For once, Rake does not usually have an “install” task, and even less one that taking a DESTDIR parameter to install in an offset. This is something I’ll probably try to find a solution for once Ruby-Elf arrives to a point where a release is needed, because I don’t intend to use RubyGems as my primary form of distribution, quite obviously. But it does not limit to that: even the tasks that are usually common between packages don’t follow the same interface. Some packages will use “rake test” for running the testsuite, others “rake spec” and others “rake rspec” because they don’t use Test::Unit but rather Spec. Some packages will build the HTML documentation with “rake doc” and others with “rake rdoc”.

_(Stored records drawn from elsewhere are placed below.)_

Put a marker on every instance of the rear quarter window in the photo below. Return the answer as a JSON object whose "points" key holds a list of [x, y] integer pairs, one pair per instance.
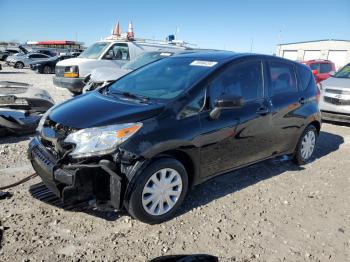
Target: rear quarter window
{"points": [[305, 76], [283, 78]]}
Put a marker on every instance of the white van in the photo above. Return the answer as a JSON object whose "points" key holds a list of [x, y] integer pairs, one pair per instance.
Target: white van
{"points": [[70, 73]]}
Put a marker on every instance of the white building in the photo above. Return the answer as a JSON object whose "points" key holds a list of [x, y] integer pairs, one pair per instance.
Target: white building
{"points": [[337, 51]]}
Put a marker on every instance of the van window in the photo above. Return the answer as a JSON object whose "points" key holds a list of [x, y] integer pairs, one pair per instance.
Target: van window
{"points": [[244, 79], [119, 51], [325, 68], [282, 77], [94, 51]]}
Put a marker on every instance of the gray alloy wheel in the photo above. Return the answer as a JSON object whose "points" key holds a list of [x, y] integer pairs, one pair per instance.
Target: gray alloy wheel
{"points": [[308, 144], [162, 191], [47, 70]]}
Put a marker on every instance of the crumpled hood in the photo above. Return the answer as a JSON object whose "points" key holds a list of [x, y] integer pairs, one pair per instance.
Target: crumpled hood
{"points": [[94, 109], [336, 82], [108, 74]]}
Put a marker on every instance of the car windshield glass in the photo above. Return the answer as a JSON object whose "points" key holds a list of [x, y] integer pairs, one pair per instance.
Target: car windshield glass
{"points": [[145, 59], [344, 72], [94, 51], [163, 79]]}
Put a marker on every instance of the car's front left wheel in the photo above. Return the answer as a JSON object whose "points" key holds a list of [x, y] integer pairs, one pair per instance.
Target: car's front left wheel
{"points": [[158, 192], [306, 145]]}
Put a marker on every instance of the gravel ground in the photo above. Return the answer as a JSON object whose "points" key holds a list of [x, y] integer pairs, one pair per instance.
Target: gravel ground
{"points": [[272, 211]]}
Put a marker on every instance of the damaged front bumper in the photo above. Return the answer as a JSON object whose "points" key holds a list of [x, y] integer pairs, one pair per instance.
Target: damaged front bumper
{"points": [[73, 183]]}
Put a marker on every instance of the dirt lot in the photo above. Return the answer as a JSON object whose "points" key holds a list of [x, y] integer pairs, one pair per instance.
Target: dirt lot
{"points": [[273, 211]]}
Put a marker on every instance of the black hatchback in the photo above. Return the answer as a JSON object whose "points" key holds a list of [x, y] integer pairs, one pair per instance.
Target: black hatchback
{"points": [[141, 142]]}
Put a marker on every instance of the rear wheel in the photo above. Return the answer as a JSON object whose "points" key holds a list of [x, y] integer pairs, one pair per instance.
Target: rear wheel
{"points": [[19, 65], [159, 190], [47, 70], [306, 145]]}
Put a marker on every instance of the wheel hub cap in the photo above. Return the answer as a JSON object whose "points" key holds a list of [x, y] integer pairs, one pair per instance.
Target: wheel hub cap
{"points": [[161, 192], [308, 145]]}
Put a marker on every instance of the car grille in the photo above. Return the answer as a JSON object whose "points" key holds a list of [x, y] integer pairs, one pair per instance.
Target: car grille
{"points": [[59, 71], [336, 101], [337, 91]]}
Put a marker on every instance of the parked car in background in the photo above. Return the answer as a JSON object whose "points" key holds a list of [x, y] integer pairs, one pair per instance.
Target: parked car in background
{"points": [[320, 68], [47, 66], [104, 75], [144, 140], [71, 73], [25, 60], [335, 96], [7, 52]]}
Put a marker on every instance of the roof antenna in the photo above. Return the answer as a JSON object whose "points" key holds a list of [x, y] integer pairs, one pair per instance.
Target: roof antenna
{"points": [[130, 34]]}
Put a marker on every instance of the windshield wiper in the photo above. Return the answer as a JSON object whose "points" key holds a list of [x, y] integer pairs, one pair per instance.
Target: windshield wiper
{"points": [[132, 96]]}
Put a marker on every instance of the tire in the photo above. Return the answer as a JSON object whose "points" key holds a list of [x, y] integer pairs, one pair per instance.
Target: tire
{"points": [[19, 65], [47, 70], [165, 171], [308, 139]]}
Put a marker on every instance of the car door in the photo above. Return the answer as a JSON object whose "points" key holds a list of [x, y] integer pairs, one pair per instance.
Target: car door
{"points": [[286, 100], [238, 136]]}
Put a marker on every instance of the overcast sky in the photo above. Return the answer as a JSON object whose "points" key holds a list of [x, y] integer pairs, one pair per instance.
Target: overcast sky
{"points": [[231, 25]]}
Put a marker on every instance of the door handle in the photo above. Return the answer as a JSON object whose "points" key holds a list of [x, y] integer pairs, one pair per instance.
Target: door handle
{"points": [[262, 110]]}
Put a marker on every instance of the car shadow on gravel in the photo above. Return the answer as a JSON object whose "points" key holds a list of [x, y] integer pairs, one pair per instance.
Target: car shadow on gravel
{"points": [[209, 191], [235, 181]]}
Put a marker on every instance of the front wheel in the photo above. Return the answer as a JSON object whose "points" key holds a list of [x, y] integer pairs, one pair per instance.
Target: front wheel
{"points": [[19, 65], [159, 190], [306, 145]]}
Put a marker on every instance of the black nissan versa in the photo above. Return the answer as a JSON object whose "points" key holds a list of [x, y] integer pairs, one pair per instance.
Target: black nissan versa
{"points": [[141, 142]]}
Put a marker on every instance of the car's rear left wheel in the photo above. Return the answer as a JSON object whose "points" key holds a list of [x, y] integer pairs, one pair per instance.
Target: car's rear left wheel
{"points": [[159, 190], [306, 145]]}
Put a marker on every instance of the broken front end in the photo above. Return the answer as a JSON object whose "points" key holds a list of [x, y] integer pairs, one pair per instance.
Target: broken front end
{"points": [[75, 173], [21, 107]]}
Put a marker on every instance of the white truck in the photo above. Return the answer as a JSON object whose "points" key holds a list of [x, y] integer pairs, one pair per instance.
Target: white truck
{"points": [[70, 73]]}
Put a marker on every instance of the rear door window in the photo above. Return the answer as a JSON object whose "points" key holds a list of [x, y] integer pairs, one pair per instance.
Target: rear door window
{"points": [[283, 79]]}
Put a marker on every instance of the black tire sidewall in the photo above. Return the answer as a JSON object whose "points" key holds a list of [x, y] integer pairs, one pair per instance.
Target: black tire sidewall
{"points": [[298, 159], [135, 207], [19, 65], [49, 72]]}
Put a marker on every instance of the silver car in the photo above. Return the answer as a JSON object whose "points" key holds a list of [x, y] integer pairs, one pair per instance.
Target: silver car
{"points": [[335, 96], [25, 60]]}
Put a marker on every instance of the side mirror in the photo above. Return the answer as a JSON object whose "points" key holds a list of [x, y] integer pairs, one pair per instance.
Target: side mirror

I think that the underlying problem here is that Ruby has been really the most “magic” of the languages. While this is very nice for the developers, it is not always good; sometimes having too much magic around can make integration or debugging very hard, just like automagic dependencies make it difficult to properly package software, Ruby magic can be a hinderance when doing something that goes a bit away from what the mainstream developers do.

Now, since just criticising software is rarely useful, let me try to explain what is my plan to resolve, or work around, the issue. First of all, I’ll see to work with Hans and Alex, as soon as I have time, to find a way to simulate the presence of a gem when the package was installed by the ebuild using a tarball, so that there is no loss of magic when using the ebuilds themselves. Then I’m going to try preparing a distribution-friendly “install” task for Rake, as I said first and foremost for RubyElf but I’m going to release it as-is so that other projects can use it too, and try to standardise it.

But these are little steps; what I’d like to do, but I lack the time to, is writing a specific about packages installation and design for Ruby so that a project following that specific can not only build gems for “magic” installation on heterogeneous systems, but also prepare tarballs that distribution can turn into proper packages without having to deal with black magic. This would not mandate a particular file format like gems are doing, but rather a particular directory structure or Rake-based interface. Once the same exact steps can be run for any given package following the specification, it’s going to be just enough for the distributions.

Comments 3
  1. Although I was one of those who was critical of debian, I am also one of those who does not use gems. ;)I dont really have a need for gems. All source files I enter in a yaml file. This yaml file now has 2256 different programs listed. When a new version is released, I change the url and download the new package for local use. After that I can “compile” it (for ruby stuff i just use setup.rb. It works easily and I wonder why i would ever need gems. I do however understand that other people might want to use automatic dependency resolving, but even for that I do it one step at a time, and it works as well)

  2. It is a great initiative to create a better packaging system for ruby, it will only add to widespread ruby usage. Also, there seems to be an opportunity here to create a packaging tool that uses git, since git is so widely used in the ruby community. This tool would be pretty cutting-edge and would have the opportunity to re-define best practices with regard to packaging software for distribution. A huge opportunity indeed.